France – World – “I don’t know what tomorrow will bring”: victims of floods in Brazil confide their fears
France – World – “I don’t know what tomorrow will bring”: victims of floods in Brazil confide their fears

Reunited again, he hugs Mara, 45 years old. “I don’t know what tomorrow will bring. We’ll have to start from scratch,” says this 35-year-old man who earned his living as an informal recycler in Porto Alegre, a city still submerged following the Rio flood. Guaiba.

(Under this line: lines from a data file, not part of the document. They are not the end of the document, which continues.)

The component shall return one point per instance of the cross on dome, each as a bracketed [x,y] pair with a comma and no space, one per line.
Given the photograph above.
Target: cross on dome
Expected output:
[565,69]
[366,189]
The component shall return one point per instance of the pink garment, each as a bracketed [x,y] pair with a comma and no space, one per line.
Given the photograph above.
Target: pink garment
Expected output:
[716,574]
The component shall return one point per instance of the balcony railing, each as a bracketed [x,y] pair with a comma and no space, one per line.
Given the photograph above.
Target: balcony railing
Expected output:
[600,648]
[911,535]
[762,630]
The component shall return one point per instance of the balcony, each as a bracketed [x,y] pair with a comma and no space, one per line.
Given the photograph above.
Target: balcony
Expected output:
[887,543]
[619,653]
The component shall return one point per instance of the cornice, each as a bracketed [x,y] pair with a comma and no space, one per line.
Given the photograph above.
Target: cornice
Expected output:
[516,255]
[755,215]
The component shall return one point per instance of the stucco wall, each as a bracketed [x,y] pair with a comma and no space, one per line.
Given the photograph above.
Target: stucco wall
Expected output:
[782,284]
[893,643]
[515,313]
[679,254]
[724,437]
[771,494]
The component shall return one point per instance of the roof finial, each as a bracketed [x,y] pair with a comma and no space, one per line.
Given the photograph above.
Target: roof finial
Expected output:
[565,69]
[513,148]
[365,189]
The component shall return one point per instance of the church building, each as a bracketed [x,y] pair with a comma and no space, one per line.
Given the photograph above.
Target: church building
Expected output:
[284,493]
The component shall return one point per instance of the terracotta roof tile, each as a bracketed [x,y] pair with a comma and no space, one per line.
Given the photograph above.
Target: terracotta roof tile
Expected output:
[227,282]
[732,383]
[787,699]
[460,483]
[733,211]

Amid mountains of donated clothes and toys, nearly 800 people are housed in this gigantic hangar in the capital of the state of Rio Grande do Sul, which has been in the grip of an unprecedented climate catastrophe for almost three weeks. this part of the world, which left more than 150 dead and around a hundred missing.

– “Nature returns to us what we do to it” –

Some of them hope to return home when the water recedes, others are already giving up, like Marcia Beatriz Leal.

Wearing a white turtleneck sweater, a tattoo above one of her eyebrows, this 50-year-old woman lived in a house she rented in Estrela, a town located in a devastated area of ​​the region. At his side, Pietro, his seven-year-old son, and his mother, who suffers from Alzheimer’s disease, asleep next to him.

“This is the third time” that it has suffered a flood.

This will “to fight, to seek to recover again and again, everything disappears”, explains Marcia Beatriz, who was in Porto Alegre with them when the endless flood began.

She didn’t even try to return home.

Two of the victims of the floods in southern Brazil, in Porto Alegre on May 18, 2024 AFP PHOTO / Nelson ALMEIDA

This animal clothing designer says she feels better after “crying” during a conference organized by the unit, within the town hall, which deals with the mental health of the population, in a reserved area of ​​the shelter .

She hopes to settle with her mother and son in another place, sheltered from the increasingly intense rains in the region, a disturbance linked, according to scientists, to climate change and the El Niño phenomenon.

“Nature returns to us what we do to it,” says this woman.

– He lost everything, but is already thinking of starting again –

Under a colorful blanket alongside Mara, Rafael Adriano Peres also has no doubt on the subject: “Human beings are destroying the planet and it will get worse”, particularly as “deforestation in the Amazon will not stop”.

The current tragedy in the south of Brazil is “proof” and, “tomorrow, it could happen in Belo Horizonte (south-east), in other cities”, adds this man who has always thought that “the water would never reach” his house.

Some 13,000 people are gathered in the 149 shelters in Porto Alegre, a modern city of 1.4 million inhabitants, according to local authorities.

For Marta Fadrique, coordinator in charge of mental health problems at the town hall, the fear that the floods will happen again can be felt among the people most affected. However, she considers that, in the majority of cases, this feeling ends up diminishing.

“Fear is normal” in this “acute” phase of the drama, just like anxiety, insomnia and “distrust of everything”, explains this psychologist in the exterior courtyard of the shelter visited by AFP , where several rows of clothes are drying in the sun and children are running around, as if oblivious to the tragic events taking place.

Habraham Elises Gil, 25, is a Venezuelan who immigrated to Brazil six years ago due to the serious economic situation in his country.

With his wife and two children, he managed to rebuild his life in Porto Alegre as a cleaner, settling into a house and buying furniture.

He has lost everything, but is already thinking of starting all over again.

“Children give us strength. Life goes on,” he says.